Un risultato straordinario per il paraciclismo azzurro, che porta il medagliere a quota 10 quando mancano ancora tutte le prove in linea da correre e si mette in scia con il nuoto paralimpico. Sono queste due discipline il serbatoio privilegiato di medaglie sui quali punta la spedizione italiana alle Paralimpiadi di Tokyo

La passerella iridata per gli azzurri è cominciata con Giorgio Farroni, arrivato al sesto titolo mondiale: “Spero di conquistare il settimo domenica con la prova in linea. E’ sempre un’emozione, qua si rappresenta l’Italia, un popolo intero. C’è responsabilità e tanta soddisfazione”. Successo in solitaria per Roberta Amadeo e Simona Canipari: “Abbiamo dato comunque il massimo, sono fiera di tenere alti i colori dell’Italia” commenta Roberta. E aggiunge Simona: “Dedico questa vittoria a Mario Valentini: grazie per aver creduto in me”.

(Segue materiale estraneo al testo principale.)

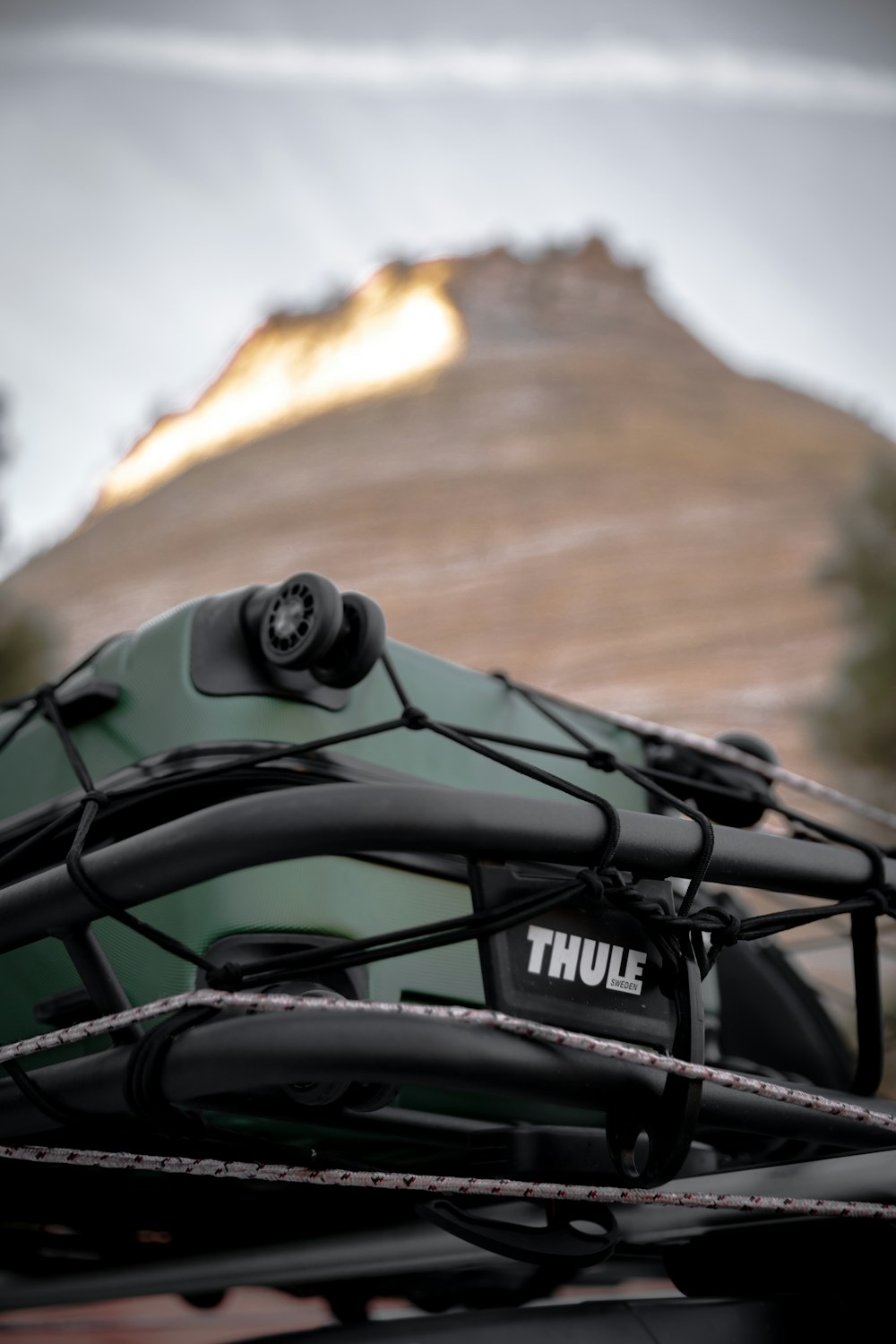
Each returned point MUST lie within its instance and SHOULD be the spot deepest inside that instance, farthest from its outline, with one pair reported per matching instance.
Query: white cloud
(598, 69)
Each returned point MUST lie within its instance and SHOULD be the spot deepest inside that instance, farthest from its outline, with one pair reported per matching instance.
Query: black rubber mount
(359, 645)
(301, 621)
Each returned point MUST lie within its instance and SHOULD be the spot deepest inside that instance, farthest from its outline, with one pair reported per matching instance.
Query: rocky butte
(528, 462)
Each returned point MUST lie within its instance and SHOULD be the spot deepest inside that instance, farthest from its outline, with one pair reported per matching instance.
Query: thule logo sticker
(591, 962)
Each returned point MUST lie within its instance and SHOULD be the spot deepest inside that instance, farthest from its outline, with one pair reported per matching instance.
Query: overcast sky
(172, 169)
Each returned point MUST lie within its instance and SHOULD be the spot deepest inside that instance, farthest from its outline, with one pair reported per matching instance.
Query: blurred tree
(26, 642)
(858, 720)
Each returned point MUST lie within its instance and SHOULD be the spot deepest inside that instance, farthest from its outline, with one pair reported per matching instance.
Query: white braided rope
(774, 773)
(462, 1018)
(478, 1185)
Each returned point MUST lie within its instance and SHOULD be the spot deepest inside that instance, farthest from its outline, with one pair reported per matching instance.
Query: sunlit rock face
(386, 336)
(530, 462)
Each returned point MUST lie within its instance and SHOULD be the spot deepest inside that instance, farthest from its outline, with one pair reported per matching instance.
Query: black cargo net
(692, 935)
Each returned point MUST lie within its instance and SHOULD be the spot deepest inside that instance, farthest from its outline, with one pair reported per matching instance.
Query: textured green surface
(160, 709)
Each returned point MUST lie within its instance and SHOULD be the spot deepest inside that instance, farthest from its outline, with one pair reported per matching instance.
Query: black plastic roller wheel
(301, 621)
(359, 645)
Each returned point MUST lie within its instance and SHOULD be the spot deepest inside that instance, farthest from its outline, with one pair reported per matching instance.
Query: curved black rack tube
(424, 819)
(263, 1050)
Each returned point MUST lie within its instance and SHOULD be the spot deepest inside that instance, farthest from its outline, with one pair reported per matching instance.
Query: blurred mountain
(528, 462)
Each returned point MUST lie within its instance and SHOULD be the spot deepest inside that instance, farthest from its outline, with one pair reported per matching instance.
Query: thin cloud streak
(597, 69)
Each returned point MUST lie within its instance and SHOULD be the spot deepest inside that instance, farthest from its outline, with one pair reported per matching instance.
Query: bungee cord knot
(414, 718)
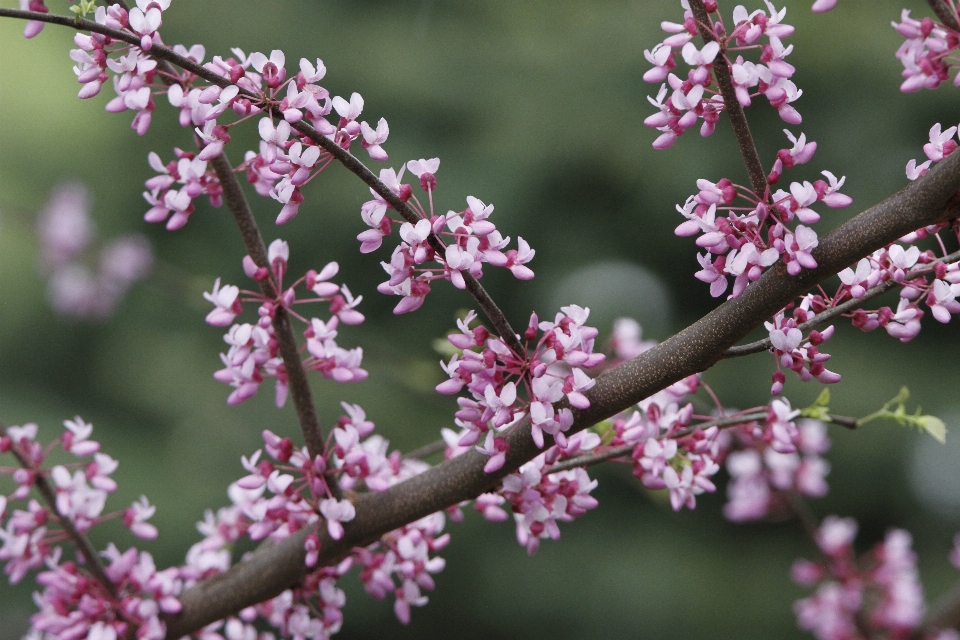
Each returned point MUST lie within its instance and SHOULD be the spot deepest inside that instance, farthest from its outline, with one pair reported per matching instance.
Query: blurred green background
(538, 108)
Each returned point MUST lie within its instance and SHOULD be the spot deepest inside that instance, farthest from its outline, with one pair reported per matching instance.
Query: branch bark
(931, 199)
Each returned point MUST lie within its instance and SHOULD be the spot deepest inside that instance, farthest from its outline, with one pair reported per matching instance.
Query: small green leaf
(820, 408)
(934, 426)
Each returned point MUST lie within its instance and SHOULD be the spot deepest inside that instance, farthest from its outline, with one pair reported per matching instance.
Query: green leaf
(820, 408)
(934, 426)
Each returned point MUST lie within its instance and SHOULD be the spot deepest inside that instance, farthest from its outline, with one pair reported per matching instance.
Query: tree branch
(297, 382)
(348, 160)
(738, 119)
(928, 200)
(829, 314)
(80, 541)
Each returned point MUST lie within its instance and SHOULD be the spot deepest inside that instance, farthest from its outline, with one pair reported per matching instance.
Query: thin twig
(351, 162)
(831, 313)
(297, 381)
(928, 200)
(741, 129)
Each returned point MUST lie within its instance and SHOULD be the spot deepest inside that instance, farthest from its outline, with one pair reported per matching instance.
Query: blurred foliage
(537, 107)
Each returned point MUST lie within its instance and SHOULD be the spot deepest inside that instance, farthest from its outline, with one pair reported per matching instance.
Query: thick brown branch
(946, 12)
(829, 314)
(929, 200)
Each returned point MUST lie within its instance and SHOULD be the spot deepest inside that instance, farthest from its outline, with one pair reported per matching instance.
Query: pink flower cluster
(134, 71)
(286, 160)
(793, 351)
(767, 461)
(695, 98)
(473, 239)
(666, 452)
(539, 499)
(254, 352)
(73, 602)
(926, 52)
(877, 595)
(289, 492)
(909, 268)
(497, 379)
(67, 237)
(742, 241)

Si torna a festeggiare nel pomeriggio con l’argento ed il bronzo nella categoria H5 femminile, rispettivamente grazie a Vitelaru e Aere. Ana Maria è “felicissima! E’ un bellissimo risultato, considerando che è il mio secondo Mondiale e che vengo da un periodo difficile: per problemi di salute non ho potuto esserci nel 2019 ad Emmen. Oggi invece ci sono stata e alla grande. Questa sera si festeggia, ma da domani testa all’ultima sfida: la prova in linea”. Delusa invece Katia: “Potevo fare molto di più. La preoccupazione per il forte vento mi ha un po’ annebbiato la testa, ed è un peccato. Sono contenta comunque di essere sul podio”.

Seconda medaglia d’oro per Paolo Cecchetto, dopo la vittoria dell’altro ieri con il Team Relay: “Oggi è il compleanno di mia figlia: questa vittoria è dedicata a lei”. Settimo posto finale nella stessa categoria per Federico Mestroni, mentre la new entry in nazionale Martino Pini conquista un ottimo 13esimo posto. In H5 invece nona piazza per Diego Colombari.

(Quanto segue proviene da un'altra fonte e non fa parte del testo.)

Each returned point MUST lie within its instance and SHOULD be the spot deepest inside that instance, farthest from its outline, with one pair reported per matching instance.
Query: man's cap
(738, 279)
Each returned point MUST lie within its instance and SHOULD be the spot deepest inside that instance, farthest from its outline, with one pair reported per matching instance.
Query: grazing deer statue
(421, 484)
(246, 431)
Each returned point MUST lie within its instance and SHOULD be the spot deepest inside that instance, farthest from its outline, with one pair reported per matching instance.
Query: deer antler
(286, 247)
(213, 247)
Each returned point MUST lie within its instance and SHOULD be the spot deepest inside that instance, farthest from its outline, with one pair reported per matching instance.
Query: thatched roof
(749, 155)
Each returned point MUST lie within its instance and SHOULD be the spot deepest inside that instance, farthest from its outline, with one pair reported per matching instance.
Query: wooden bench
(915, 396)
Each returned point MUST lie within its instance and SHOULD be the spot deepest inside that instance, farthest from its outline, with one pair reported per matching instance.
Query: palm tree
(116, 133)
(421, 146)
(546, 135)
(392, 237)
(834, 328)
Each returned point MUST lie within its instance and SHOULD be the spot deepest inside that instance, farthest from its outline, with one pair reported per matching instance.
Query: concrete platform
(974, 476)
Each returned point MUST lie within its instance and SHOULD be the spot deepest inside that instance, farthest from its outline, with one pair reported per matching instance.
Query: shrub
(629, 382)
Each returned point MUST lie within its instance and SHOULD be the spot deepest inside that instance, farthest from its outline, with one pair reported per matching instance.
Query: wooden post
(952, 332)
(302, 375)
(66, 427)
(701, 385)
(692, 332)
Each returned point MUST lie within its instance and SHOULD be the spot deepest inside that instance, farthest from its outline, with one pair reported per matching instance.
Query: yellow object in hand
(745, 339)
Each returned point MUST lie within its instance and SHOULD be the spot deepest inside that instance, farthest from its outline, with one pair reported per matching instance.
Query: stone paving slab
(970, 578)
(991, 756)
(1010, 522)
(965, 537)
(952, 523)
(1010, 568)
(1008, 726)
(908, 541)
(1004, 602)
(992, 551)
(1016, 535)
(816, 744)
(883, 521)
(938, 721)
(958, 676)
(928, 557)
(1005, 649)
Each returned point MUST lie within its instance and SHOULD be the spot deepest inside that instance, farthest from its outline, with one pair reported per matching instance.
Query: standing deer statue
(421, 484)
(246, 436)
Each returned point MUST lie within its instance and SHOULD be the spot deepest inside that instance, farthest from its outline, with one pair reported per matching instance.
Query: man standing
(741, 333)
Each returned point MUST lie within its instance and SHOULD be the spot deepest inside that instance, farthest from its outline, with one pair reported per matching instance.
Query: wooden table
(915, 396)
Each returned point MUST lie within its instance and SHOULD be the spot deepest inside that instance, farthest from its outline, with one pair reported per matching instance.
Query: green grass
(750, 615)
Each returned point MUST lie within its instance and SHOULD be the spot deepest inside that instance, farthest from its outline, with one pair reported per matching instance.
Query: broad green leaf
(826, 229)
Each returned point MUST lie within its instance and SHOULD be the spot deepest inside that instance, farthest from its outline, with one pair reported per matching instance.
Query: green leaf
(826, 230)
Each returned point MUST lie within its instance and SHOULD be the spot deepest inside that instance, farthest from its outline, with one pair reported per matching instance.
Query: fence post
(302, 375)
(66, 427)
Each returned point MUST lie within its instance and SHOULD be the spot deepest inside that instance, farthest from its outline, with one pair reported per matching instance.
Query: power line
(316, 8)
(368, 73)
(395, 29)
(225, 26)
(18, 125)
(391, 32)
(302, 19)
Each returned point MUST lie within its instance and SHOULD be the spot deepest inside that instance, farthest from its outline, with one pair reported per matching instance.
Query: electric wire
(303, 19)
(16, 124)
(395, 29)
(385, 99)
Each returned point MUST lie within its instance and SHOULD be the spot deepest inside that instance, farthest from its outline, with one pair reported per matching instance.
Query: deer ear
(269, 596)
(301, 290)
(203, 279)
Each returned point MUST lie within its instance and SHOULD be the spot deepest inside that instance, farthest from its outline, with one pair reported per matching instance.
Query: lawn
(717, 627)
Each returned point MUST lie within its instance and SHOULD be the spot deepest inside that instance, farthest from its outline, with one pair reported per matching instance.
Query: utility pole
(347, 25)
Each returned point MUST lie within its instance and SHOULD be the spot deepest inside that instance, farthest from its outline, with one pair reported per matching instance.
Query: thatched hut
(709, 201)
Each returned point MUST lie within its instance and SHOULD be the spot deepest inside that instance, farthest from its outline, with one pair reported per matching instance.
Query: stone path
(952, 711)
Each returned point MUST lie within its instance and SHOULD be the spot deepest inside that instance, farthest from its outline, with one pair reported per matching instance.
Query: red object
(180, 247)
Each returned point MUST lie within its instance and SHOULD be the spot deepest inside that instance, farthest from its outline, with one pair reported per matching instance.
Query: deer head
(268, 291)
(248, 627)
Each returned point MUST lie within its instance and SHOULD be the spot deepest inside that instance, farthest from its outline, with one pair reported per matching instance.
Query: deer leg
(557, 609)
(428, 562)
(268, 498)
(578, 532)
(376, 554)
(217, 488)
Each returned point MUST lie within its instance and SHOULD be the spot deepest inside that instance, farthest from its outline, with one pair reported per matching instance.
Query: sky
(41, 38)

Primo gradino del podio ancora a tinte azzurre con Luca Mazzone: “Non immaginavo un risultato così potente, di forza. Due anni fa ho vinto di poco più di un secondo. Oggi mi aspettavo di vincere ma non con così tanto margine. In prospettiva delle Olimpiadi mi carica tantissimo”. La vittoria la dedica a sua moglie e suo figlio: “Sembra scontato, ma sono loro che subiscono i miei sacrifici. Fin da bambino sognavo di fare questa vita, ed è anche grazie a loro che sono arrivato fino a qui”.

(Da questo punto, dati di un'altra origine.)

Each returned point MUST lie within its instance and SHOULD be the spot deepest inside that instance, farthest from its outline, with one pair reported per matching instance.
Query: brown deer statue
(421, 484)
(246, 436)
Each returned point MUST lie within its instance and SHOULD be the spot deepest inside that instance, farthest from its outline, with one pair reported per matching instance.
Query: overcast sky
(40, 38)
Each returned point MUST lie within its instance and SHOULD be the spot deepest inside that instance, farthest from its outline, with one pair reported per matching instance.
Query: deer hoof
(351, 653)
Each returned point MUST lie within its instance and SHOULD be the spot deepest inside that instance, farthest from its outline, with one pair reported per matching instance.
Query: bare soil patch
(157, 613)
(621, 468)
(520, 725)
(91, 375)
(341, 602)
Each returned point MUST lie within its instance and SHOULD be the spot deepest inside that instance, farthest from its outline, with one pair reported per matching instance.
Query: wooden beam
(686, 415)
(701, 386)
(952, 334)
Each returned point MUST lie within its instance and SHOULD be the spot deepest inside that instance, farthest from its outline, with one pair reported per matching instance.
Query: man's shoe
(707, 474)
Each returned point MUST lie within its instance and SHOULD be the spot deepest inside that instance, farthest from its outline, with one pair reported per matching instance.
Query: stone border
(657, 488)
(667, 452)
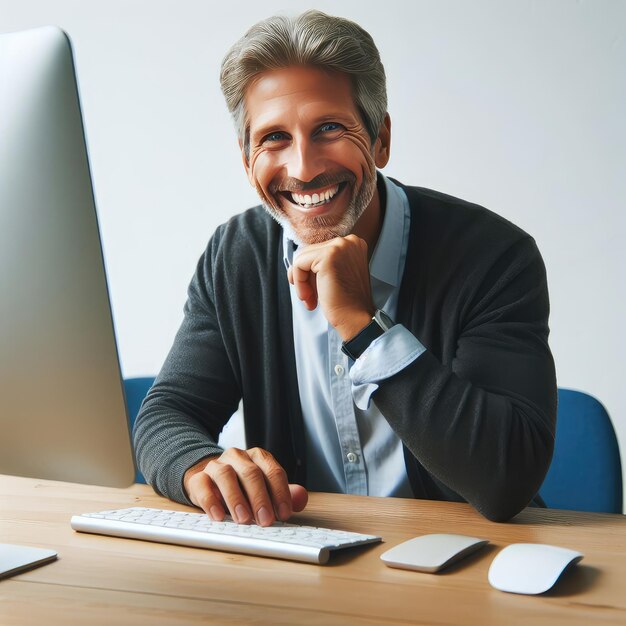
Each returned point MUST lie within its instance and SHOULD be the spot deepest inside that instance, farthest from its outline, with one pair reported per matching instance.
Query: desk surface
(103, 580)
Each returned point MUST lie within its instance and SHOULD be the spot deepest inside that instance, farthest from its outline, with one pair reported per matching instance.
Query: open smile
(319, 198)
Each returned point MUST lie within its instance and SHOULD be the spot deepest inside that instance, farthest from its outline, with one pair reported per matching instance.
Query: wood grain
(104, 580)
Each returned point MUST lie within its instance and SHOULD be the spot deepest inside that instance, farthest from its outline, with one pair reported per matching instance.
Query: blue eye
(277, 136)
(329, 127)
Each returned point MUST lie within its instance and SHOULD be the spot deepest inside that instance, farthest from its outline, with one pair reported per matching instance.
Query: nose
(305, 159)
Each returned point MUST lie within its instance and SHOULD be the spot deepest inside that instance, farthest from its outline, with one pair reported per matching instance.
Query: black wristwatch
(356, 346)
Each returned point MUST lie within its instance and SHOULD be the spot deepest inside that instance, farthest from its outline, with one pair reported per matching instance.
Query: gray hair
(312, 38)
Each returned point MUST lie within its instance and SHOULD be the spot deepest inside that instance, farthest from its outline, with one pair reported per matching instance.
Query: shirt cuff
(384, 357)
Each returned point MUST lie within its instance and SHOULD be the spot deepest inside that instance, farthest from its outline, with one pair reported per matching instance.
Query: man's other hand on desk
(250, 484)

Spazio sul podio per Fabrizio Cornegliani, che arrivato al box azzurro si è lasciato andare ad un grido liberatorio, con un bellissimo sorriso stampato sul viso. E infine Francesca Porcellato, al suo settimo oro in handbike: “E’ sempre un’emozione, ogni volta è come ripartire da zero. L’età va su e le cose diventano sempre più difficili, ma io sono sempre qua. Ho tanti angioletti a cui dedicare questo oro: mio fratello, mio papà, Mauro Valentini. Quando sono arrivata ho guardato in cielo e ho pensato a loro. E mezza medaglia è anche di mio marito. Facciamo tanti sacrifici assieme, ma quando raccogli poi è bellissimo”.